His New York Store, Moss, which launched in 1994, is the product of its savvy SoHo surroundings. It feels like a loft; it assumes a certain knowledge on the part of its customers. Or even a lot. ‘In fact, I think we’re becoming very presumptuous there. New Yorkers have a real understanding of this arena,’ says Moss – the arena being high-end design.

While Moss has taken many of the same products to LA – he opened the store with a show called Glitter and Smoke, which featured chandeliers from the Swarovksi Crystal Palace collection and a 1938 Steinway baby grand piano which had been fire-sculpted by Maarten Baas – he has set about selling them in a rather different way. And with some success: the piano sold on day two for a cool $155 000 (£78 000). ‘I felt smart that day,’ laughs Moss.

First, Moss decided to position himself in the fashion market on Melrose Avenue as a way of communicating the creativity of his largely studio, not production, stock.
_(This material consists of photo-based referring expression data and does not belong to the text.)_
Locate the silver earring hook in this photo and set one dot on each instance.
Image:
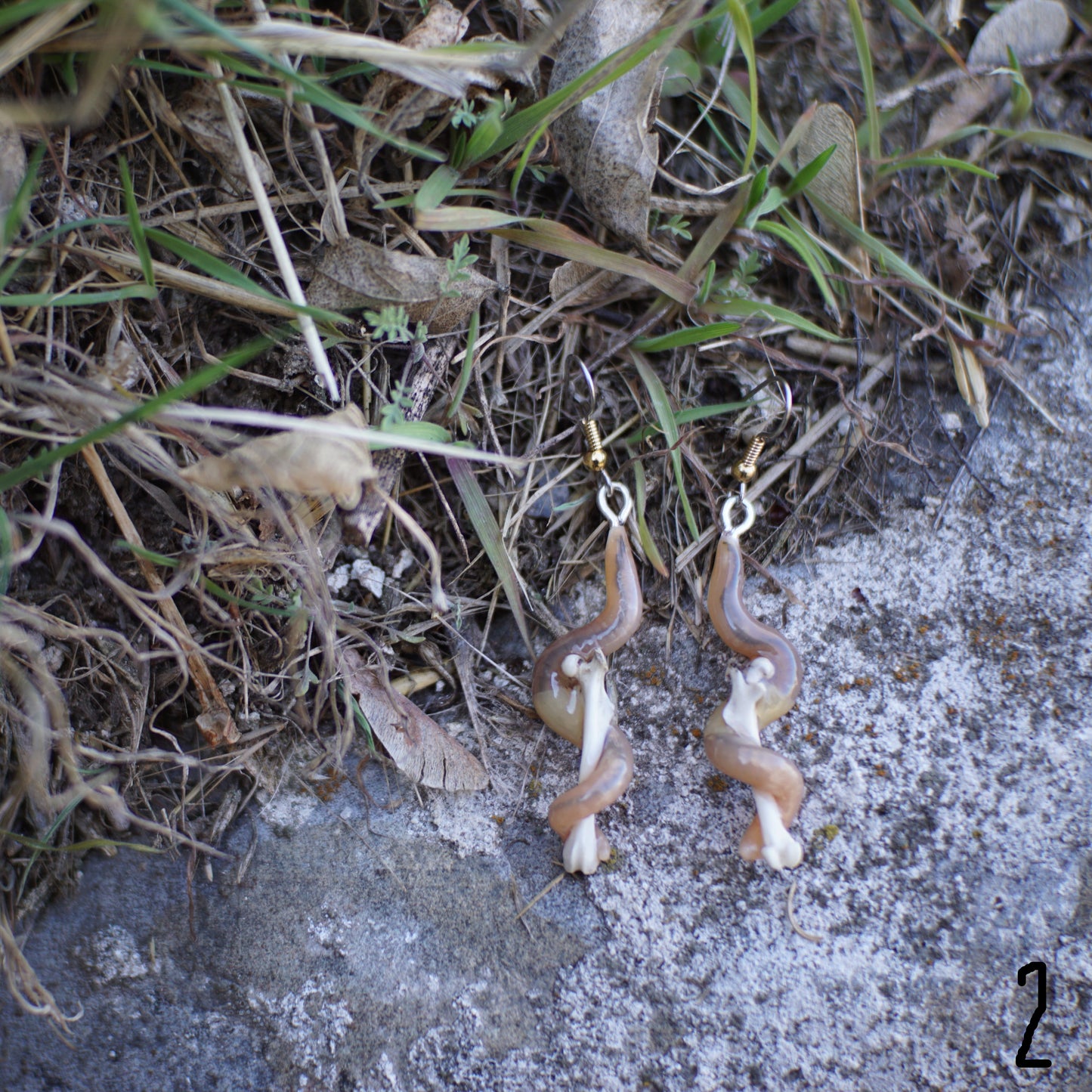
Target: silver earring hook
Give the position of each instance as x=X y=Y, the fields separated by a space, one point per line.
x=747 y=521
x=591 y=382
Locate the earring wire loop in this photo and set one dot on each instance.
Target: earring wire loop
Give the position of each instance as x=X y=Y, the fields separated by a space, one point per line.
x=606 y=491
x=747 y=521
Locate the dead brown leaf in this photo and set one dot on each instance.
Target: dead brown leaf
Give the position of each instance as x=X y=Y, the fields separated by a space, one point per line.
x=1033 y=29
x=962 y=255
x=606 y=144
x=401 y=104
x=199 y=116
x=838 y=184
x=419 y=746
x=569 y=274
x=295 y=462
x=12 y=165
x=354 y=274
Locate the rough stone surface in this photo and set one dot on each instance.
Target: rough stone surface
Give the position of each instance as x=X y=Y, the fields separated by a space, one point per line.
x=945 y=738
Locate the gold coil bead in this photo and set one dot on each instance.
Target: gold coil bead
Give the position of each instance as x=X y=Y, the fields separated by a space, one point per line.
x=746 y=469
x=595 y=456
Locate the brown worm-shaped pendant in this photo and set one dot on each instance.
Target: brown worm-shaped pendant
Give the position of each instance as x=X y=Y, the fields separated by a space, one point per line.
x=571 y=694
x=766 y=691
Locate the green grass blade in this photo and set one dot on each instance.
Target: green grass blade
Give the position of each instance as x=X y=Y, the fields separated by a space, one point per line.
x=220 y=270
x=809 y=255
x=746 y=39
x=485 y=527
x=807 y=173
x=468 y=370
x=436 y=188
x=665 y=414
x=640 y=503
x=934 y=161
x=1052 y=141
x=896 y=264
x=739 y=103
x=140 y=240
x=868 y=76
x=187 y=389
x=749 y=308
x=679 y=339
x=91 y=843
x=20 y=12
x=308 y=90
x=14 y=221
x=79 y=299
x=768 y=17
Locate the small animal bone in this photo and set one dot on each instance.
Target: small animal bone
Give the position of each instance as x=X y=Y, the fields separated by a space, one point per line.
x=766 y=691
x=606 y=769
x=569 y=688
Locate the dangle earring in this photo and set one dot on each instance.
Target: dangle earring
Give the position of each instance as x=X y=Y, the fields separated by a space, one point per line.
x=569 y=682
x=765 y=691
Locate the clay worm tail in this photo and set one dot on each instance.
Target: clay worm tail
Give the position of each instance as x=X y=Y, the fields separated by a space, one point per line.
x=608 y=782
x=744 y=633
x=557 y=697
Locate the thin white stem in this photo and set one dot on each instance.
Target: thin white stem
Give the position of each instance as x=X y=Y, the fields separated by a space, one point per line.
x=273 y=232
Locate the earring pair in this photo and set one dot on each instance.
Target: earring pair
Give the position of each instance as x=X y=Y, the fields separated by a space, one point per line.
x=571 y=696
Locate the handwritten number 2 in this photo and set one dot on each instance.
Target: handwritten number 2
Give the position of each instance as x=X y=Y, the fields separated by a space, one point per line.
x=1038 y=969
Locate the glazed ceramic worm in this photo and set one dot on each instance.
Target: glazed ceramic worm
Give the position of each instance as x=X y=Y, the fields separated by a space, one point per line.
x=557 y=696
x=766 y=691
x=571 y=694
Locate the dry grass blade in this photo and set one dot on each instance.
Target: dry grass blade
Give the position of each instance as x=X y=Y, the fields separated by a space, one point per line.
x=606 y=145
x=493 y=543
x=152 y=320
x=314 y=464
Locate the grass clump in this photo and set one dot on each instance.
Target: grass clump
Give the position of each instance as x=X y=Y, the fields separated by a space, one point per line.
x=177 y=179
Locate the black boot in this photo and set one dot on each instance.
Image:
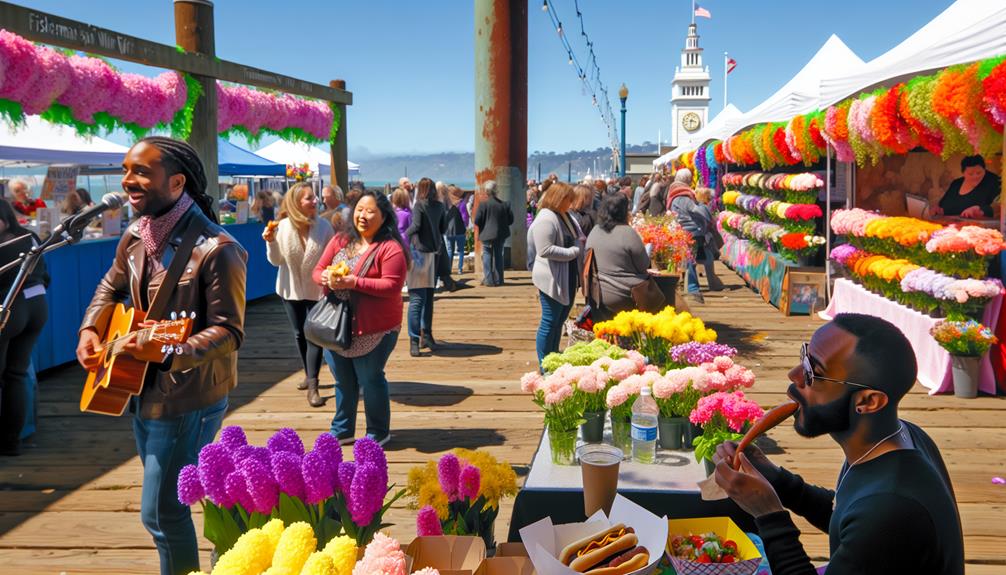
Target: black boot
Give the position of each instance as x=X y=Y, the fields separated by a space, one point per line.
x=314 y=398
x=428 y=342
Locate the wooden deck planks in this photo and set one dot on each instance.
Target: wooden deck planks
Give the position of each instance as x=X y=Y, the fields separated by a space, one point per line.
x=70 y=504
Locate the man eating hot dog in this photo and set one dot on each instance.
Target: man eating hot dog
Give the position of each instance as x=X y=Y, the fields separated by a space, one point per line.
x=892 y=510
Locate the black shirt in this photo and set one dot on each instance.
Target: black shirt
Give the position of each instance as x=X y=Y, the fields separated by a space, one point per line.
x=893 y=515
x=953 y=203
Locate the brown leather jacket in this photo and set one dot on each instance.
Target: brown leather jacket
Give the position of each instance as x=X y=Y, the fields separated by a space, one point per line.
x=212 y=285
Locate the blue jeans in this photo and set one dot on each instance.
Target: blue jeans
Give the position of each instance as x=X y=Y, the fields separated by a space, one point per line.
x=366 y=373
x=492 y=262
x=456 y=244
x=165 y=446
x=421 y=311
x=553 y=316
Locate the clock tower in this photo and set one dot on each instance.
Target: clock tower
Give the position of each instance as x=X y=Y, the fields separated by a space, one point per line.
x=689 y=90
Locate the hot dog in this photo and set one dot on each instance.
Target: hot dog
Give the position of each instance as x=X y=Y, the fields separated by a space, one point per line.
x=612 y=551
x=773 y=417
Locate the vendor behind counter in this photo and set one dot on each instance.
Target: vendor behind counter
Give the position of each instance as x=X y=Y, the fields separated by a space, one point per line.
x=971 y=195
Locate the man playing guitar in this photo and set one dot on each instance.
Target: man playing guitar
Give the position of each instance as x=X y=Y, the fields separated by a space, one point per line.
x=184 y=398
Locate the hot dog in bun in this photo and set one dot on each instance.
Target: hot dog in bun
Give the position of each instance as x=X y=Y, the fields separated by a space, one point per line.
x=612 y=551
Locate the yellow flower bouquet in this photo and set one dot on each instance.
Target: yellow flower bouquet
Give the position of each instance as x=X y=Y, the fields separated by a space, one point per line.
x=653 y=335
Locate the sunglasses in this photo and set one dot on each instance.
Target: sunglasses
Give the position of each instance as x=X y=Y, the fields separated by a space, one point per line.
x=810 y=376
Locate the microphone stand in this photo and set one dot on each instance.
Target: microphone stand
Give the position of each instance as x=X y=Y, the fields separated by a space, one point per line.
x=68 y=235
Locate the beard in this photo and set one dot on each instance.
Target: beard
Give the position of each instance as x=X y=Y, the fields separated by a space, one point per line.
x=831 y=417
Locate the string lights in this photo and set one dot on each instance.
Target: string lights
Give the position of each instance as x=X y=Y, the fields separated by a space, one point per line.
x=592 y=78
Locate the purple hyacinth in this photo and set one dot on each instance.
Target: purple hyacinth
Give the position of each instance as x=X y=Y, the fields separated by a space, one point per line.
x=320 y=480
x=449 y=471
x=232 y=437
x=366 y=495
x=262 y=486
x=368 y=451
x=214 y=464
x=470 y=483
x=286 y=439
x=428 y=523
x=346 y=472
x=287 y=470
x=328 y=445
x=189 y=488
x=237 y=491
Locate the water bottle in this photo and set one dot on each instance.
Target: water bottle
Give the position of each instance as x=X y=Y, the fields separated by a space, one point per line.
x=644 y=427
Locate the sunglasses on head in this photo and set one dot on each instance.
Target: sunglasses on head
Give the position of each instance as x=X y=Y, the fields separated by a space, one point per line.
x=810 y=376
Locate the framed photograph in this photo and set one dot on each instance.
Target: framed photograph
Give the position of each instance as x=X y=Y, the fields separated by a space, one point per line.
x=804 y=292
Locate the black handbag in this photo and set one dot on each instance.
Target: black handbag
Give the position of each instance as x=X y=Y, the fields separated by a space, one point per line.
x=329 y=324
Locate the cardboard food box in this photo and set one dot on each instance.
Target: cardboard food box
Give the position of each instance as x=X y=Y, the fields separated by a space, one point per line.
x=545 y=541
x=449 y=554
x=748 y=556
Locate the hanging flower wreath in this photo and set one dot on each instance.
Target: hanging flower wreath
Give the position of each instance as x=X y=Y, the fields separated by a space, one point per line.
x=88 y=93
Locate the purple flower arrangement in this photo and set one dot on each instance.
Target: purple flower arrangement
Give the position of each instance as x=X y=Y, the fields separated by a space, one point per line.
x=694 y=353
x=241 y=487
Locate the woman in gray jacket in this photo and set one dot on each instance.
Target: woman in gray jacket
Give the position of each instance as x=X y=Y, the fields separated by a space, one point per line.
x=620 y=255
x=555 y=250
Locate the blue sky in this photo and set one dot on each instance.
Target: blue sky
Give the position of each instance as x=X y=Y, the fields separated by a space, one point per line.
x=409 y=63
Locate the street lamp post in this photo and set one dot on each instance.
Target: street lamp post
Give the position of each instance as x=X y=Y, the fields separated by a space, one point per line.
x=623 y=96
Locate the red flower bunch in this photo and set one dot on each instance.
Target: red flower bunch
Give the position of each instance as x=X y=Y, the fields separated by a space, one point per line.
x=803 y=212
x=794 y=241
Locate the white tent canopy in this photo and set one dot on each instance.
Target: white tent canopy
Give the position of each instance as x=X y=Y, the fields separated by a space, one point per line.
x=715 y=125
x=38 y=143
x=968 y=30
x=284 y=152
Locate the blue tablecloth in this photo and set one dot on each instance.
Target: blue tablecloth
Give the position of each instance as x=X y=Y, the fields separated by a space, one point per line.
x=76 y=270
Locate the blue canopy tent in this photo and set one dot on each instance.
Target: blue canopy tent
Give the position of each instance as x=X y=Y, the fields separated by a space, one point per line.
x=235 y=161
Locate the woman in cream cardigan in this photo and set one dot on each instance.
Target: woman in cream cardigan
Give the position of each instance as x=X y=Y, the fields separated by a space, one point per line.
x=295 y=246
x=555 y=255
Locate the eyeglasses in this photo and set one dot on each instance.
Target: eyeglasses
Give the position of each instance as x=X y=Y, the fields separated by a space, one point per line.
x=810 y=376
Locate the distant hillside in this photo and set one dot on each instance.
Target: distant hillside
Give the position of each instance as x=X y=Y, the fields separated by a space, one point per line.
x=460 y=166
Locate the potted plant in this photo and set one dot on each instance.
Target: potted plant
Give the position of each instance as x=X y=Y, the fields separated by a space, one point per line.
x=967 y=341
x=722 y=416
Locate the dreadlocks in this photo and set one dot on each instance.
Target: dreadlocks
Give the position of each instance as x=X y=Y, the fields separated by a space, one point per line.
x=180 y=158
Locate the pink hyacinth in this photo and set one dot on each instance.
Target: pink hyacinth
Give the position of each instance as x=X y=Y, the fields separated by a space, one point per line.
x=449 y=473
x=428 y=523
x=189 y=488
x=470 y=483
x=383 y=556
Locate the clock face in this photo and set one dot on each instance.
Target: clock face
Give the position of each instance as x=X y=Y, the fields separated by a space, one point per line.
x=691 y=122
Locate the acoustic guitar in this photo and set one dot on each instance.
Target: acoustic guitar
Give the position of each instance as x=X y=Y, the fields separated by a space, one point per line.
x=119 y=375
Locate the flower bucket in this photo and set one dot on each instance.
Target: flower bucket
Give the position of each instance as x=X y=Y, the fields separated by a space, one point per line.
x=966 y=371
x=562 y=443
x=672 y=430
x=593 y=430
x=621 y=434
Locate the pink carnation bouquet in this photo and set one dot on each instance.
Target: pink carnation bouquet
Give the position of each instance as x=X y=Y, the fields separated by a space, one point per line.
x=722 y=417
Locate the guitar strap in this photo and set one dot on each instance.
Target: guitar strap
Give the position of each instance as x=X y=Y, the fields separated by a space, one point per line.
x=195 y=228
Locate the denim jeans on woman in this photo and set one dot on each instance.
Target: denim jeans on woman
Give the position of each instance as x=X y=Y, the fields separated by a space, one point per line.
x=553 y=317
x=363 y=373
x=165 y=446
x=456 y=244
x=421 y=311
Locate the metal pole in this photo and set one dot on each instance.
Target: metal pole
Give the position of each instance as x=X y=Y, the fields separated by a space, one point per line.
x=194 y=33
x=622 y=171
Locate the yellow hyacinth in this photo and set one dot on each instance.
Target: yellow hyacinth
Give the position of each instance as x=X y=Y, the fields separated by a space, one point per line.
x=248 y=556
x=296 y=545
x=342 y=550
x=319 y=563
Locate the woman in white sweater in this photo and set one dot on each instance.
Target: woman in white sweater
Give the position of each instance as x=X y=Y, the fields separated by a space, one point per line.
x=295 y=246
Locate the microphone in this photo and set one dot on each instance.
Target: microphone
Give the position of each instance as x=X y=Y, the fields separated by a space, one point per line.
x=110 y=201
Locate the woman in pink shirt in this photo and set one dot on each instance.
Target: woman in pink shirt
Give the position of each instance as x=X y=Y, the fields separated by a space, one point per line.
x=376 y=302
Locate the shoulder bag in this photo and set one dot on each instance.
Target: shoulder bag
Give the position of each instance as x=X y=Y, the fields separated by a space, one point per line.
x=329 y=324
This, after all, is Design rather than Furniture. LA is highly zoned, right down to which of side of the street you are on, so he struck lucky with APC next door, a fabulous Helmut Lang store around the corner and Paul Smith’s huge pink cube across the street. Alexander McQueen is about to open down the road and it is rumoured that Chanel will be putting in an appearance too.

Then Moss decided to introduce a major dose of Californian friendliness. A huge sign reading ‘Hi’ hangs emphatically over the Corian counter at the back of the shop, drawing customers towards it. The staff wear suits, as in New York, but here the welcome has a generosity of spirit that would not wear in Manhattan.

There is further generosity in panels that introduce the designers, with headshots and biographies (‘Who’s Who at Moss’). ‘We had to show people that these are real, living, interesting people,’ says Moss.

The shop itself, while maintaining a neutrality necessary to background the expressive work within, has a strong sense of location and context. It is a single-storey 1930s building and Moss rediscovered its curved interior walls when he demolished all the interior interventions. He has re-stuccoed its front and revived the planters, which will be filled with grape ivy. In March, he had the shop logo moved forward so the ivy can grow behind it. The original concrete floor has been sandblasted, its patchiness showing the history of the building, and a 20m steel beam was installed from the front to the back of the space (following the original downward slope toward the back) to shore up the roof and from which to suspend a wall-to-wall ceiling grid. ‘You could hang a car from it,’ chuckles Moss, who has so far managed to prove the point with 18 chandeliers.

The back has been blown out and a huge garage door installed. ‘We can use the gallery as a parking lot,’ says Moss. ‘This is California and we should be showing motorbikes and cars. We showed Ducatis once in New York, but it becomes clever there. Here it’s natural.’

And glass cabinets with white enamelled frames – containing Moss favourites such as Baccarat crystal, Lobmeyer glassware and Studio Job’s white Makken porcelain – are suspended from the grid to create smaller gallery spaces.

A long way from New York in every sense, then, Moss’s LA store looks bound to repeat its East Coast sibling’s extraordinary success.